A Co-N/C hollow-sphere electrocatalyst derived from a metanilic CoAl layered double hydroxide for the oxygen reduction reaction, and its active sites in various pH media

Transition-metal-coordinating nitrogen-doped carbon catalysts (M-N/C, M = Co, Fe, Mn, Ni, etc.) are considered one of the most promising nonprecious-metal electrocatalysts for the oxygen reduction reaction (ORR). However, they suffer from low ORR catalytic activity, and their active sites have not been fully identified. Herein, we report the synthesis of a porous Co-N/C hollow-sphere electrocatalyst by carbonization of metanilic anions between the layers of a Co-Al layered double hydroxide. The as-prepared Co-N/C catalyst exhibited excellent ORR catalytic activity with a high half-wave potential and a large diffusion-limited current in alkaline and neutral solutions. The performance of the catalyst was comparable to those of commercial Pt/C electrocatalysts.
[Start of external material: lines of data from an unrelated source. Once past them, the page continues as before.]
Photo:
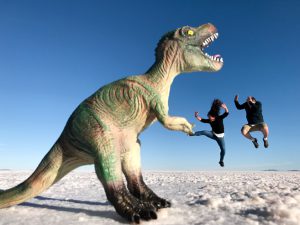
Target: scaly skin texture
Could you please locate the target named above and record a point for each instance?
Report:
(104, 128)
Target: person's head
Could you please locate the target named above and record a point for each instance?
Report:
(251, 99)
(215, 107)
(211, 115)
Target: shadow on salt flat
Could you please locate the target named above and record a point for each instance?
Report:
(262, 213)
(73, 201)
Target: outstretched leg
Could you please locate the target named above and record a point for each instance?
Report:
(206, 133)
(109, 172)
(131, 165)
(221, 143)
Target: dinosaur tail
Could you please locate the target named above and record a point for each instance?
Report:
(47, 173)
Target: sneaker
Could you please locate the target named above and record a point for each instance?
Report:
(266, 143)
(255, 143)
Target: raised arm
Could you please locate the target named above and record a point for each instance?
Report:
(237, 104)
(200, 118)
(226, 111)
(171, 123)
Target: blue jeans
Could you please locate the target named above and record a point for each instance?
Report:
(220, 141)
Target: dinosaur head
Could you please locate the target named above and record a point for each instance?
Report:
(184, 49)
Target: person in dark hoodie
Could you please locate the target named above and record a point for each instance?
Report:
(255, 119)
(216, 122)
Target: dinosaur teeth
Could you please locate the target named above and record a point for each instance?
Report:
(205, 44)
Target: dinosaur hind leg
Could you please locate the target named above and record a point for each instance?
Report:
(131, 165)
(43, 177)
(109, 172)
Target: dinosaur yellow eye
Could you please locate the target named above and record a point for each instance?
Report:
(190, 32)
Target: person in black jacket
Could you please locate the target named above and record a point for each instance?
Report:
(255, 119)
(216, 122)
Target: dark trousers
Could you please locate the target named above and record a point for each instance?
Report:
(220, 141)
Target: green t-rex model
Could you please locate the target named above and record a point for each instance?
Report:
(104, 128)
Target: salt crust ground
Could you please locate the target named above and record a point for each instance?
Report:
(212, 198)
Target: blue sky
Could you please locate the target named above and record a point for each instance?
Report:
(54, 54)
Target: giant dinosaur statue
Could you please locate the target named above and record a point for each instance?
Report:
(104, 128)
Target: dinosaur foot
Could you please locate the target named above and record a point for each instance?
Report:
(133, 209)
(159, 203)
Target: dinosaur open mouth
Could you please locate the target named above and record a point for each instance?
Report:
(206, 43)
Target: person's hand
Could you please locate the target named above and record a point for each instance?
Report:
(224, 106)
(236, 98)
Through investigating the effects of mask ions (SCN- and F-) on the ORR activity of the Co-N/C catalyst, and comparing the ORR activity before and after the destruction of Co-N-x sites in different pH media, we concluded that the Co-Nx sites act directly as the ORR active sites in acidic and neutral solutions, but have a negligible effect on the ORR activity in alkaline conditions.